ELC’s ‘Global Call for Inputs’

Earth Law Center (ELC) has created a framework for holistic and rights-based Ocean governance, informed by extensive research and analysis. ELC has also launched a collaborative ‘call for inputs’ expert dialogue to collect best practices and recommendations on paving the way forward towards holistic policies which include legal rights for the ecosystem.

Michelle Bender, Ocean Rights Manager of ELC, will launch the framework at the Fourth International Marine Protected Area Conference (IMPAC) in Chile from September 4th to 8th. This year’s conference will “focus on the need to highlight the intricate nature of ocean-human relationship…. [and to] develop practical and effective management measures and therefore have successful MPAs [marine protected areas].”

ELC is partnering with a consortium of organizations and experts to promote legal rights for the ocean at IMPAC– namely for the Patagonian Sea. The Patagonian Sea is a remarkable intersection of global physics, marine biodiversity, and climate and economic change but faces increasing threats from commercial fishing, oil drilling, and climate change. The Chilean government has already announced commitment to work with Argentina, creating a network of protected areas in Patagonia. Chile and Argentina have the opportunity to lead by creating the first marine ecosystem with legal rights, a decision that will ensure this area is effectively protected now and in the future.
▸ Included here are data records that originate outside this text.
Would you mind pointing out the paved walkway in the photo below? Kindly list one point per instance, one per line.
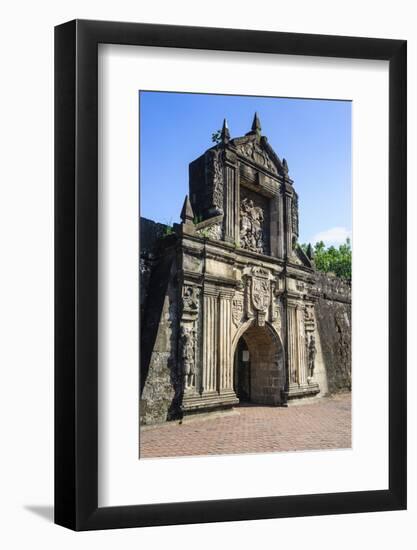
(322, 424)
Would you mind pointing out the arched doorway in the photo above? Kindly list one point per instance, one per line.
(259, 373)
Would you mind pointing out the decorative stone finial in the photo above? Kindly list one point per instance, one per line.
(187, 214)
(225, 133)
(256, 124)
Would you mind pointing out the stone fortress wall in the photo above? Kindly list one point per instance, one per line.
(232, 309)
(161, 388)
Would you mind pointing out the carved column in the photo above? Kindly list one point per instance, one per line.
(230, 197)
(225, 341)
(210, 313)
(301, 347)
(288, 224)
(292, 345)
(281, 232)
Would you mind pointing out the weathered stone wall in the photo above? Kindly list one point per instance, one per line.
(158, 342)
(334, 315)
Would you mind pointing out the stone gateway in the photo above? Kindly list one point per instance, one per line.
(230, 303)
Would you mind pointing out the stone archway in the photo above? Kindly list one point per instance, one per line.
(259, 371)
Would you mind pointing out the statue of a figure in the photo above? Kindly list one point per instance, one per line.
(312, 352)
(251, 219)
(187, 345)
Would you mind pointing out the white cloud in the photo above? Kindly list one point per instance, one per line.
(333, 236)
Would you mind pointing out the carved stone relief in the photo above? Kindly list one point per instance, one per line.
(214, 176)
(213, 232)
(190, 297)
(187, 340)
(237, 309)
(257, 154)
(251, 232)
(261, 293)
(294, 218)
(188, 334)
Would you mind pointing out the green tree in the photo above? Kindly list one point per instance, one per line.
(333, 260)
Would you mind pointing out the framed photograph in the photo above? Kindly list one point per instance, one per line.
(230, 252)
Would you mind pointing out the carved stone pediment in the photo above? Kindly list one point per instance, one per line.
(255, 152)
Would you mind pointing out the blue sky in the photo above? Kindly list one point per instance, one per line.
(313, 135)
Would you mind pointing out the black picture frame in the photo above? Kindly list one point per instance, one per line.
(76, 272)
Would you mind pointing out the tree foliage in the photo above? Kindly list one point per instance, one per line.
(333, 260)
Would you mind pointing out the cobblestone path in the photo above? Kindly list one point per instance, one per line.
(323, 424)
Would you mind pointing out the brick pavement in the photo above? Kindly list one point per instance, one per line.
(322, 424)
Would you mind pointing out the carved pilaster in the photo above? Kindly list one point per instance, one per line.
(210, 315)
(288, 224)
(230, 204)
(188, 336)
(225, 342)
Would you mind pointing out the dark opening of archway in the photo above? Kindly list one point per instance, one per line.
(259, 374)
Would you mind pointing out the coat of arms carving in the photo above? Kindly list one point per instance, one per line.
(237, 310)
(260, 293)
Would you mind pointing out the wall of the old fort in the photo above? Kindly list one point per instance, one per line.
(158, 342)
(333, 317)
(160, 306)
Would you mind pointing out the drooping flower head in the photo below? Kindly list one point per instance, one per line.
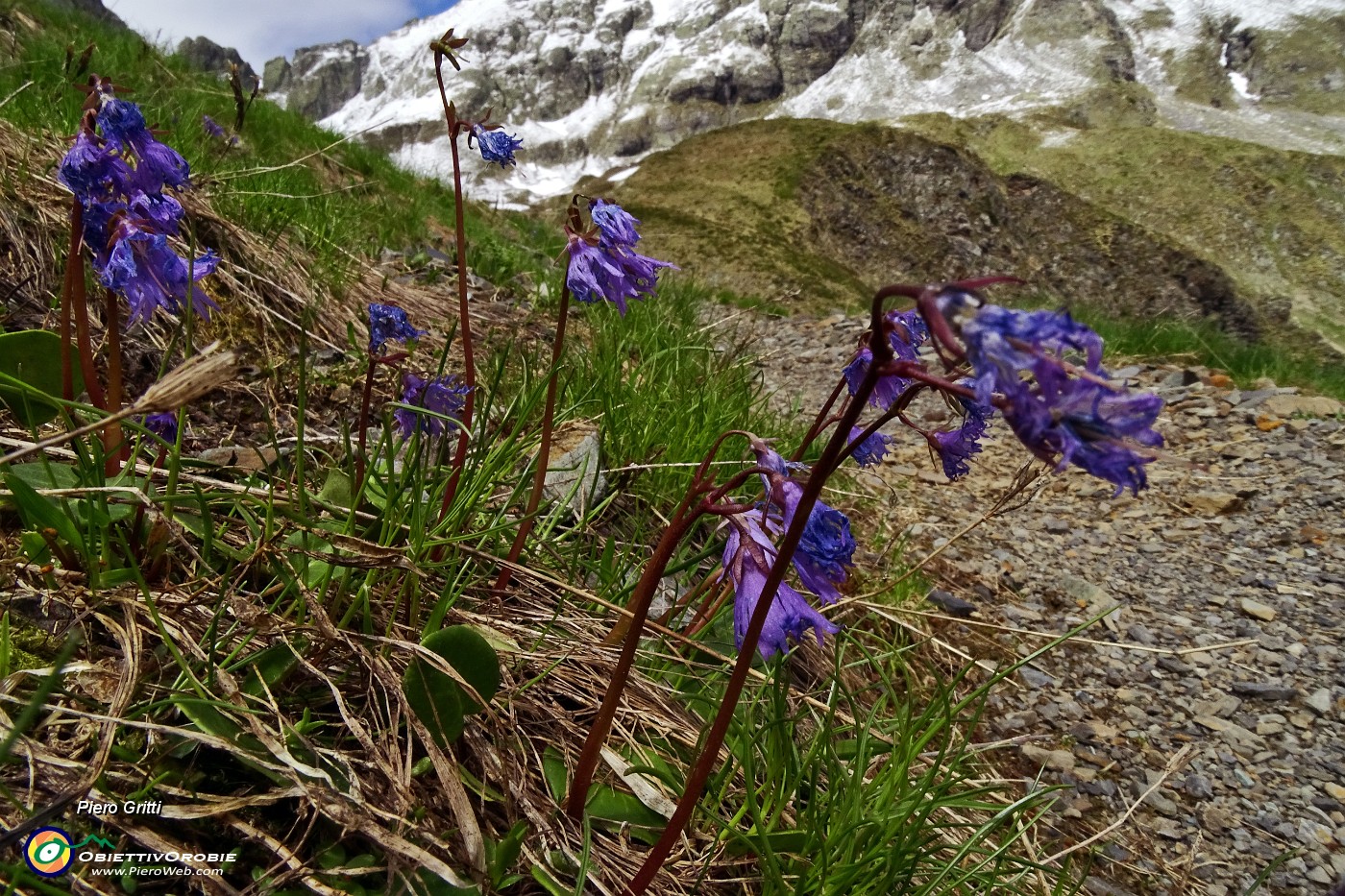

Even though we might not see the full realization of the rights of nature and the ocean in our lifetime, we have the possibility to influence change and inspire this new concept of rights for nature. To remember that it is not hierarchy or seniority but ideas that matter, and ELC believes that the new Earth Law approach truly will benefit humankind, the oceans, nature and planet earth. Let us save the ocean, so it can save us!